En étudiant l’émergence de la catégorie de « victime », les deux derniers articles montrent de façon convaincante comment la psychiatrie est affectée par des transformations sociales plus larges. Didier Fassin propose de retracer la généalogie d’une configuration sémantique « compassionnelle » (le social fait souffrir) au principe d’une nouvelle politique de l’action publique pour penser les inégalités sociales, depuis les sciences sociales jusqu’au développement de dispositif de prise en charge de la souffrance (les lieux d’écoute). Validé par des psychiatres, psychologues et travailleurs sociaux sont mis a contribution pour affronter une « clinique du social » qui ne manque pas de paradoxe : des psychiatres absents des dispositifs, des psychologues qui ne font plus de psychologie, des travailleurs sociaux en souffrance, des usagers « sans demande » et une « écoute » à géométrie variable... De ce fait, la psychiatrisation d’un phénomène s’accompagne de la « dépsychiatrisation » de la prise en charge. A partir d’une étude des usages rhétoriques du traumatisme dans le contexte de l’accident de l’usine AZF à Toulouse, Stéphane Latté et Richard Rechtman considèrent cette question comme la synecdoque de deux ordres de transformations : l’extension de la juridiction psychiatrique aux « avatars de la normalité souffrante » (au sujet « blessé » plutôt que malade) et l’importation dans l’espace politique de nouveaux modes de gestion (la prise en charge psychologique) et d’expression légitimes de la plainte. La situation ainsi définie produit aussi son lot de paradoxes.

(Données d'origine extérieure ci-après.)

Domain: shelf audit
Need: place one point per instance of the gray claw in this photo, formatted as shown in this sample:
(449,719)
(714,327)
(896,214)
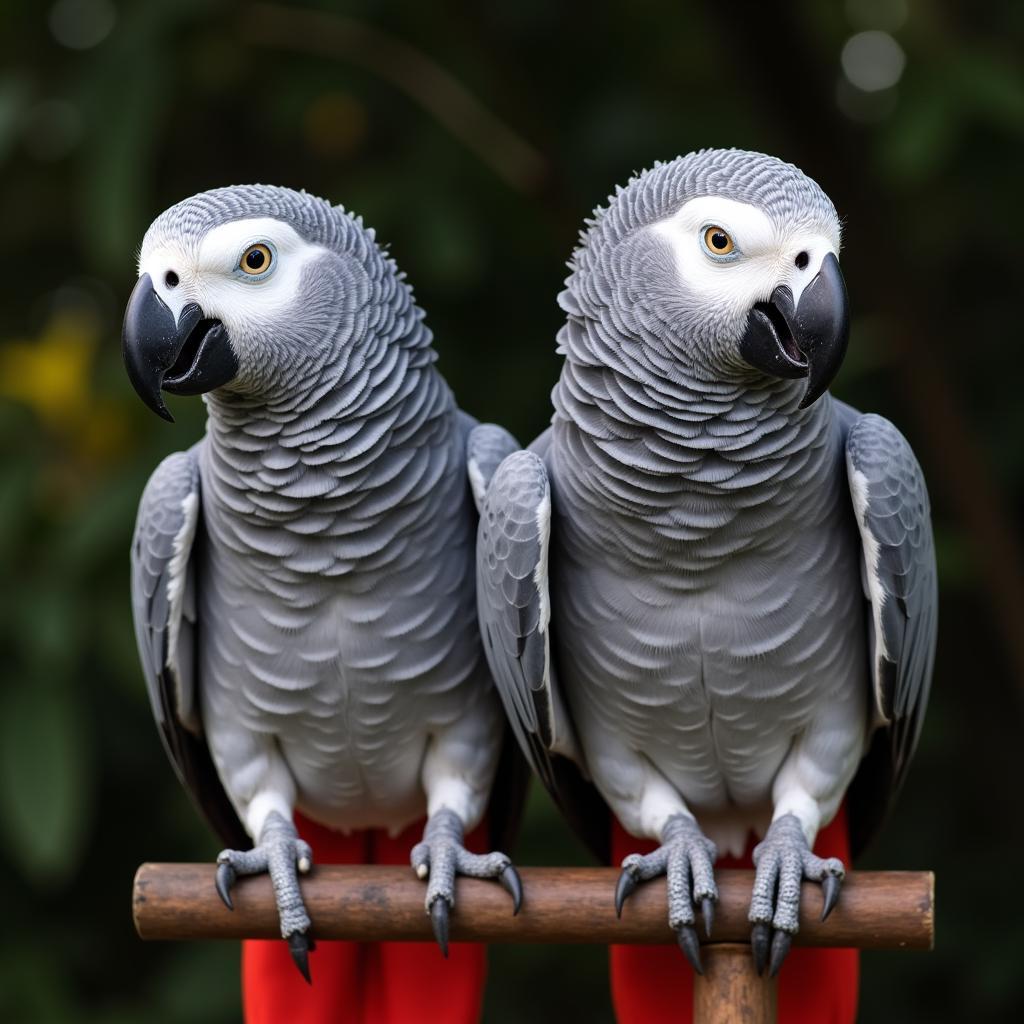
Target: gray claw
(689,943)
(780,943)
(830,886)
(225,880)
(438,922)
(512,884)
(708,912)
(625,888)
(299,944)
(760,943)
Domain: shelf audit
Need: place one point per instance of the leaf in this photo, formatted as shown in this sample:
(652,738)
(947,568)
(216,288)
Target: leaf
(46,778)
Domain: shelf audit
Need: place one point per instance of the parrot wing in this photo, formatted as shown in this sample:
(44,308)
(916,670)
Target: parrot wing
(514,608)
(890,502)
(168,530)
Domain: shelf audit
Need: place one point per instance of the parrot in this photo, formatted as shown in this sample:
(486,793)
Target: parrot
(303,586)
(708,591)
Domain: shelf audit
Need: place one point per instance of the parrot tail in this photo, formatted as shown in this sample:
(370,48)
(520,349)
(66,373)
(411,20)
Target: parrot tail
(654,984)
(369,982)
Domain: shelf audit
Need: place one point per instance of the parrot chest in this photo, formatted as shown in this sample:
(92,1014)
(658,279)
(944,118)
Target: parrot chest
(350,676)
(710,677)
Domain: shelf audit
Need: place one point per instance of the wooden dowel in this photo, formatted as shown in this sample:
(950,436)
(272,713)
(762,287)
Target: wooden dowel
(877,910)
(730,991)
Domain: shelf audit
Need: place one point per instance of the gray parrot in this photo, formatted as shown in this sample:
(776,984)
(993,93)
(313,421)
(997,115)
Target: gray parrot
(709,589)
(303,578)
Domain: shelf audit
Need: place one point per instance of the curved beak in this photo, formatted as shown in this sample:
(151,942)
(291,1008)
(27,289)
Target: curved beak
(804,341)
(187,355)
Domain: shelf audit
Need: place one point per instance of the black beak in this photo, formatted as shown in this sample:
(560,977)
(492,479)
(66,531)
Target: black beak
(808,340)
(189,355)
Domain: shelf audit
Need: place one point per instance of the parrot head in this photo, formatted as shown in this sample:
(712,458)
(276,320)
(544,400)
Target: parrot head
(247,289)
(730,258)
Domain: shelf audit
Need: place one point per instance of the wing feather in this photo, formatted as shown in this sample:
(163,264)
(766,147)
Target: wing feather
(164,581)
(890,503)
(513,603)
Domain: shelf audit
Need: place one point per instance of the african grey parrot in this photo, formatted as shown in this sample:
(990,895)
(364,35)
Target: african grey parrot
(709,587)
(302,579)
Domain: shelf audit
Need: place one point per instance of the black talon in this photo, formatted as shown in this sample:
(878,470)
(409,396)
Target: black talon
(689,943)
(225,879)
(708,912)
(438,922)
(779,949)
(830,886)
(512,884)
(760,943)
(625,888)
(299,945)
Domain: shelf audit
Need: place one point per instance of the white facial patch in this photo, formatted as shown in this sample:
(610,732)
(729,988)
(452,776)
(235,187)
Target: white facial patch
(763,257)
(209,274)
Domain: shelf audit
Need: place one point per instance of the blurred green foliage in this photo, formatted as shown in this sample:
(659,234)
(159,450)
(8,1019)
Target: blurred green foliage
(476,155)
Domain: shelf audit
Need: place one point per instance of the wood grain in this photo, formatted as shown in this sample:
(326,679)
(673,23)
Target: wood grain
(877,910)
(730,991)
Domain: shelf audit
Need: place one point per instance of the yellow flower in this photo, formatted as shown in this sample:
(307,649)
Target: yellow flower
(51,374)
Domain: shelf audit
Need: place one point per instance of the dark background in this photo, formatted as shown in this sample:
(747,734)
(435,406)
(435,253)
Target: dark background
(475,137)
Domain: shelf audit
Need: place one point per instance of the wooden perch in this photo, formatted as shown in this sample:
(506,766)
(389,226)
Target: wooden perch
(877,909)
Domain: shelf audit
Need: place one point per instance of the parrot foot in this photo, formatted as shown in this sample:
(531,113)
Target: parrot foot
(686,857)
(283,855)
(783,859)
(441,856)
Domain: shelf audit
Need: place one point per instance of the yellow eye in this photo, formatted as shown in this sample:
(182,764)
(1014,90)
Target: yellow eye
(256,260)
(717,241)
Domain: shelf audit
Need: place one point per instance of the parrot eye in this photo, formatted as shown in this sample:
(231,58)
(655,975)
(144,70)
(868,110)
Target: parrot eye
(256,260)
(717,241)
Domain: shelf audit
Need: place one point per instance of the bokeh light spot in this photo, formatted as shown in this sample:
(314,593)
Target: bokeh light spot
(872,60)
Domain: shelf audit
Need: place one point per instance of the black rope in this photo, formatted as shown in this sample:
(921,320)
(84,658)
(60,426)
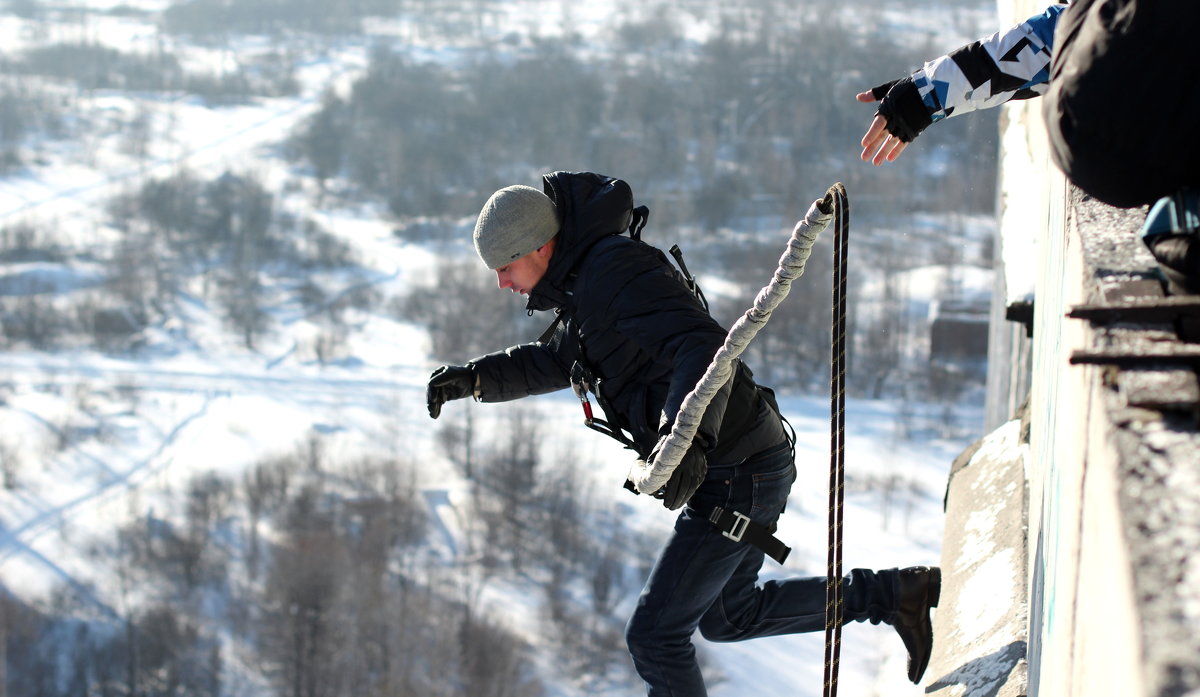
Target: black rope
(837,198)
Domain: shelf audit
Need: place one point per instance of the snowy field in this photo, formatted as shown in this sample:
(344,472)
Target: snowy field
(103,439)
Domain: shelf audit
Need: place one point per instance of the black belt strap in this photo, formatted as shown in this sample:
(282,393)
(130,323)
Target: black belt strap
(739,528)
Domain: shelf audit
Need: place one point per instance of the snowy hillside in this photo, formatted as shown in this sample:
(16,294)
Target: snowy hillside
(217,475)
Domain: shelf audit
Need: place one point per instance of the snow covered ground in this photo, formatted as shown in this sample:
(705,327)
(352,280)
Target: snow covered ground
(97,439)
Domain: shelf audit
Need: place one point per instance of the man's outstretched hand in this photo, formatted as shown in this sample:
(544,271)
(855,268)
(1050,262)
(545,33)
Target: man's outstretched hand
(685,479)
(448,383)
(879,144)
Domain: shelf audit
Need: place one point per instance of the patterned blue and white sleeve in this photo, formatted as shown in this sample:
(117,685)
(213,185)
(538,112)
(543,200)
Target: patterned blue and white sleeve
(1008,65)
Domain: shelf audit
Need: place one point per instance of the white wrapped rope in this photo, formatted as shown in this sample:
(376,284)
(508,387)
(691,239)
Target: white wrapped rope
(649,478)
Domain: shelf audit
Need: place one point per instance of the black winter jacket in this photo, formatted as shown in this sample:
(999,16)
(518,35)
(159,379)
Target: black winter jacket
(629,319)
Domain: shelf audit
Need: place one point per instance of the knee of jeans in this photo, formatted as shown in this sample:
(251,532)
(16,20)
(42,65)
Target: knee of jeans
(714,626)
(637,638)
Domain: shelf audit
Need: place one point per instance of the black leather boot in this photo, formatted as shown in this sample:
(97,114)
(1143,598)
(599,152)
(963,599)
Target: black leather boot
(917,590)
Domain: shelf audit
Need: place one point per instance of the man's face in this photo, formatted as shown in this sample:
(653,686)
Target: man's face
(522,275)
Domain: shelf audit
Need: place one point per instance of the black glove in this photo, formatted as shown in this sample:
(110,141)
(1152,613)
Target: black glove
(685,479)
(904,109)
(449,383)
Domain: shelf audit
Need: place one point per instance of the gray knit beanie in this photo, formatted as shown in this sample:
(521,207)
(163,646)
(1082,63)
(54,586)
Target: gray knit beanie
(514,222)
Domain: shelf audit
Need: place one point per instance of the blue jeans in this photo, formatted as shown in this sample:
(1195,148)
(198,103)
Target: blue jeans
(702,580)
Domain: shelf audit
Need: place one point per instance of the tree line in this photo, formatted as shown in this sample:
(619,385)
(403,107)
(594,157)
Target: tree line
(319,577)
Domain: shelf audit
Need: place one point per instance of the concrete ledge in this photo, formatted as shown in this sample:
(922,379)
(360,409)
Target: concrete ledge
(982,622)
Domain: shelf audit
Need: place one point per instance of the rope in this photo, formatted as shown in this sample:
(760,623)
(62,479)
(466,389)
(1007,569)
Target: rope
(649,478)
(834,606)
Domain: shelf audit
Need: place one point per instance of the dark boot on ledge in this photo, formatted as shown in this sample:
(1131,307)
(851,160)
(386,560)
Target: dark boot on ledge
(917,590)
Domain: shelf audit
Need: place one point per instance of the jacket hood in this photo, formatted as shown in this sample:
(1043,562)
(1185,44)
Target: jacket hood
(589,206)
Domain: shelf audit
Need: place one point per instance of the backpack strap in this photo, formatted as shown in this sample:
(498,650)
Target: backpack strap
(641,215)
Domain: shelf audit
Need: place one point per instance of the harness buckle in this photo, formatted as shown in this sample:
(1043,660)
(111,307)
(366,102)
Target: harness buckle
(741,522)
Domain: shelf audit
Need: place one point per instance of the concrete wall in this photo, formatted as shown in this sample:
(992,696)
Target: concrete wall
(1083,631)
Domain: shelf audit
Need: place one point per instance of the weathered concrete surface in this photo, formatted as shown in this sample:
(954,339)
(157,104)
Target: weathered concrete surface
(981,624)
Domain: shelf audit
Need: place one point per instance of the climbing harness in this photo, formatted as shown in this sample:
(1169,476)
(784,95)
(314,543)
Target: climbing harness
(651,476)
(834,605)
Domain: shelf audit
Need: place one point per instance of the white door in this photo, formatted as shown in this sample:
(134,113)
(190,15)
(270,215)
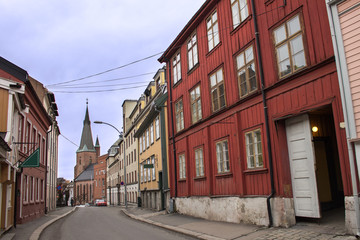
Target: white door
(302,166)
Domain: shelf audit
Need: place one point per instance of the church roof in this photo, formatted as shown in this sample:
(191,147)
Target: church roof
(87,174)
(86,143)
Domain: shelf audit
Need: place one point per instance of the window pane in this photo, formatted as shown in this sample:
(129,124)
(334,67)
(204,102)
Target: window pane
(280,34)
(283,52)
(293,25)
(236,15)
(249,55)
(240,61)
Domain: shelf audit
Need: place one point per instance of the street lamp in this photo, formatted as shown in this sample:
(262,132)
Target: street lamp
(120,135)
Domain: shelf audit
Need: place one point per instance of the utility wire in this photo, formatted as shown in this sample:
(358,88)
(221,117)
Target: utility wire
(110,70)
(110,80)
(100,86)
(151,56)
(69,140)
(107,90)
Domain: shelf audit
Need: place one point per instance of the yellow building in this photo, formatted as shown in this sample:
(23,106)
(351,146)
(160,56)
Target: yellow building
(151,133)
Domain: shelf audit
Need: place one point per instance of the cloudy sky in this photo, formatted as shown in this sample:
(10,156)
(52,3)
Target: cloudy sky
(60,41)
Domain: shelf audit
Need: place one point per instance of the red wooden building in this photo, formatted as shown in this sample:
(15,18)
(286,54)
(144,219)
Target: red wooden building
(256,118)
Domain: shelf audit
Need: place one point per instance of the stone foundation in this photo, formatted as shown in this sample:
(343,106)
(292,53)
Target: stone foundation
(251,210)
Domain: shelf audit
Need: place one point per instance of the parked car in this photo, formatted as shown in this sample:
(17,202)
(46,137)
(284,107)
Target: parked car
(100,202)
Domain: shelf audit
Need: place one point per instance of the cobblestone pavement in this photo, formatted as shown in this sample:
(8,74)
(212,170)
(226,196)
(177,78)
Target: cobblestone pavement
(297,234)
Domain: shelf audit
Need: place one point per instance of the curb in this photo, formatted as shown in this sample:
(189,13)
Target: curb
(36,234)
(172,228)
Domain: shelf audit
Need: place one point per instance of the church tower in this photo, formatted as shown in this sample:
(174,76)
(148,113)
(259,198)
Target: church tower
(86,154)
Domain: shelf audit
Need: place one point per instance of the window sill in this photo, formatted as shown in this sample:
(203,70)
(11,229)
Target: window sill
(214,49)
(256,171)
(202,178)
(241,25)
(224,175)
(193,68)
(177,83)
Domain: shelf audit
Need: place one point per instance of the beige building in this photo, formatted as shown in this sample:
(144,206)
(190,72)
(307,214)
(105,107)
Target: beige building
(113,174)
(344,20)
(129,164)
(151,131)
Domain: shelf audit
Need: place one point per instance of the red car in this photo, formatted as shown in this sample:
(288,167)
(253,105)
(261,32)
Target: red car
(100,202)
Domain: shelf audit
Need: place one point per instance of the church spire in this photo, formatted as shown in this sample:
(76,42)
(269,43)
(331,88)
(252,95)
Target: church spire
(86,143)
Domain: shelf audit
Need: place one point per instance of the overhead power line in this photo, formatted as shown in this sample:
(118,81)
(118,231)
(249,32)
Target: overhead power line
(109,70)
(69,140)
(105,90)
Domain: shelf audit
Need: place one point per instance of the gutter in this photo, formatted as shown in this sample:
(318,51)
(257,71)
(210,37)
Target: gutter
(266,116)
(346,101)
(172,128)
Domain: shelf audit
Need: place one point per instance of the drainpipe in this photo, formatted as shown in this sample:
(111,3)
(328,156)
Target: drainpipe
(46,160)
(257,41)
(172,129)
(346,100)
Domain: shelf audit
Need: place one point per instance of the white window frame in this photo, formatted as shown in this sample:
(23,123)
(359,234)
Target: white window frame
(151,133)
(192,49)
(212,27)
(176,64)
(284,42)
(245,62)
(239,11)
(157,127)
(222,156)
(195,104)
(199,162)
(254,151)
(179,115)
(153,169)
(182,166)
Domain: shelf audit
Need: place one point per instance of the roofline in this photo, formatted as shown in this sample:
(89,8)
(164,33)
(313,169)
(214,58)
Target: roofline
(202,10)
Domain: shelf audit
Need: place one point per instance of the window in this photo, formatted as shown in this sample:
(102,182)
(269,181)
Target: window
(153,163)
(177,68)
(254,149)
(151,133)
(246,72)
(212,31)
(192,51)
(179,115)
(195,101)
(145,170)
(182,166)
(239,11)
(157,127)
(289,47)
(199,162)
(140,143)
(217,90)
(222,156)
(149,177)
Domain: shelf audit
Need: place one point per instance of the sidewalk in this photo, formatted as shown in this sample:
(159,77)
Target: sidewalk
(205,229)
(32,229)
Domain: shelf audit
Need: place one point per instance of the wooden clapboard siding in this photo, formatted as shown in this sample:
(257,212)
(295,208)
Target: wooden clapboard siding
(313,87)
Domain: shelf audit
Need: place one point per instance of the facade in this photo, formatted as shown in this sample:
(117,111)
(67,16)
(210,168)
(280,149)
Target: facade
(251,114)
(86,159)
(12,109)
(48,100)
(151,133)
(344,21)
(113,174)
(100,175)
(131,150)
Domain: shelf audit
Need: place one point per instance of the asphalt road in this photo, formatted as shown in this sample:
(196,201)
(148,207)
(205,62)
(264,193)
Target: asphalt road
(104,223)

Si les usages politiques du traumatisme font progressivement disparaître le sens clinique premier, celui-ci exclut les premières « victimes » objectives de l’accident, à savoir les malades mentaux (manquant de représentant collectif et, comble de la situation, faute de pouvoir dissocier ce qui relève d’un état psychologique antérieur des séquelles imputables à l’accident !!) et les ouvriers de l’usine (dont le cas est relégué au chapitre de « l’accident du travail »)...

NOTES

[1Muriel Darmon est sociologue, chargée de recherche au GRS (Groupe de recherche sur la socialisation, Lyon).

[2A noter, en hors dossier, un article de Laure Bereni portant sur l’évolution des stratégies des féministes du Parti socialiste et de Daniel Sabbagh sur la « discrimination positive » dans l’enseignement supérieur en France et aux Etats-Unis.

[3Samuel Lézé est A.T.E.R en Epistémologie à L’université Claude Bernard Lyon 1, doctorant au Centre Maurice Halbwachs (Équipe « Enquêtes, Terrains, Théories », UMR CNRS 8097, École Normale Supérieure, Paris) et GTMS, UMR 8128, EHESS, Paris. Son blog consacré à la sociologie de la santé mentale est référencé sur Liens socio : http:// www.leze.ath.cx.

[4Mais ces dispositifs peuvent également être analysés en terme de projet politique de santé mentale. Cf. par exemple Jean De Munck et al., Santé mentale et citoyenneté. Les mutations d’un champ de l’action publique, Gent, Acadmia press, 2003, 180 pages.

[5À cet égard, voir le numéro spécial « La psychiatrie à l’épreuve de la génétique » rassemblé par Vololona Rabeharisoa dans la revue Sciences Sociales et Santé, volume 24, numéro 1, mars 2006.